Honest to goodness, you could not pay me to go back to being 25 or 30 or even 35! I look at my younger generation and do not envy them their trials and tribulations. I would sing platinum-selling American R&B and soul singer- Lyfe Jennings’ popular song: ‘If I knew then what I know now, I’d be different, I would slow down, I would not be running around; As the world spins round and around, wish I knew then what I know now, I did it to myself, blamed nobody else.’ The lyrics make sense to me.

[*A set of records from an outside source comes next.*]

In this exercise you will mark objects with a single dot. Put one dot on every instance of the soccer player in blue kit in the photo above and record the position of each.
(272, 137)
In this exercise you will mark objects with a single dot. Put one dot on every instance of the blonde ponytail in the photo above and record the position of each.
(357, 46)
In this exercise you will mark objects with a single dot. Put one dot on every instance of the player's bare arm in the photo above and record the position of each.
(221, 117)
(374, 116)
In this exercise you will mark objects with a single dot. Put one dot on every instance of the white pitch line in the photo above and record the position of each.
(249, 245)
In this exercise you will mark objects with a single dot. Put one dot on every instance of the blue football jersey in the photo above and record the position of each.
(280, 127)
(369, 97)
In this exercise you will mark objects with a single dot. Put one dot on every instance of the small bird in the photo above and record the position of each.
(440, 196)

But “to everything there is a season,” and all of the anxiety of college, young adulthood, parenting, career-building, and everything else that goes with finding your way in life are necessary rites of passage. In other words, I’d like to tattoo the serenity prayer (acceptance of what you can’t change, courage to change what you can) on my forehead, or, more to the point, embed the knowledge of it in my heart. But I can’t. I can just be grateful for having done my time, learned my lessons, and found my own way.

It’s really good to be 50 plus. At this stage of life, you know your own mind, you know what you like, and you choose accordingly. You’ll still try new things, of course, but not just because “everybody’s doing it,” because it’s the fashionable activity, or because your significant other thinks it’s important.

Looking ahead

But what about the down side? What about the inevitable slide into old age and infirmity? Well, what about it? In truth, I’m probably more fit today than I was at 25. I don’t agonise over whether to jog for 45 minutes, I just do it. My body and my mind are in fine shape, and I’m not particularly interested in comparing them to anyone else’s, young or old, male or female. I’m just interested in getting out there and using my gifts, whatever they are day-to-day and year-to-year.

So the morale of the story is simple. Reinventing yourself after 50 is an engaging and fascinating journey. Engage in a passionate love affair with every part of your life; embrace, nurture, and develop everything you do. Fall in love with your own future, I guarantee you that’s it’s a fantastic way to live.